Looking Up

by Lissadiane



Category: The Avengers (Marvel Movies)
Genre: Depression, Lucky the pizza dog - Freeform, M/M, Yoga, too many thoughts about couches
Language: English
Status: Completed
Published: 2020-01-20
Updated: 2020-01-20
Packaged: 2021-02-27 12:26:52
Rating: General Audiences
Warnings: No Archive Warnings Apply
Chapters: 1
Words: 1,309
Publisher: archiveofourown.org
Story URL: https://archiveofourown.org/works/22327057
Author URL: https://archiveofourown.org/users/Lissadiane/pseuds/Lissadiane
Summary: It’s one of those days when everything’s going wrong and each new thing feels like a little bit of extra weight added to something that’s already too heavy to carry.In which Clint Barton is tired, mentally and physically, and all he wants is his couch and his dog and a pizza and an entire weekend without having to move. And then Bucky shows up.
Relationships: James "Bucky" Barnes/Clint Barton
Comments: 27
Kudos: 406





	Looking Up

It’s one of those days when everything’s going wrong and each new thing feels like a little bit of extra weight added to something that’s already too heavy to carry.

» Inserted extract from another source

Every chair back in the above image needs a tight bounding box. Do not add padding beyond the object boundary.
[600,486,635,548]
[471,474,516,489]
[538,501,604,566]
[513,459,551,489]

Clint wants to get to his rooms, order a pizza, crash on the couch with his dog, and not move for the entirety of the weekend, until his body is rested and his soul feels a little less like it’s dragging him down. It’s a mixture of his long-standing depression and some physical exhaustion and he ran out of energy for giving a fuck some time ago.

Which is specifically the problem now, because he’s sprawled on the fancy leather couch in the common room, and it hasn’t got the butt indent he so carefully made in his own beat up couch he had to sneak up through the freight elevator when Tony wasn’t looking. It hasn’t got springs digging like old friends into his lower back. It hasn’t got a whole history worth of stains proving that good days (and bad days) happened before and would happen again if he just got through this one.

Also, this couch smells like money and that smell’s always made him itch. On good days, his couch smells like fabreeze and that’s how he likes it.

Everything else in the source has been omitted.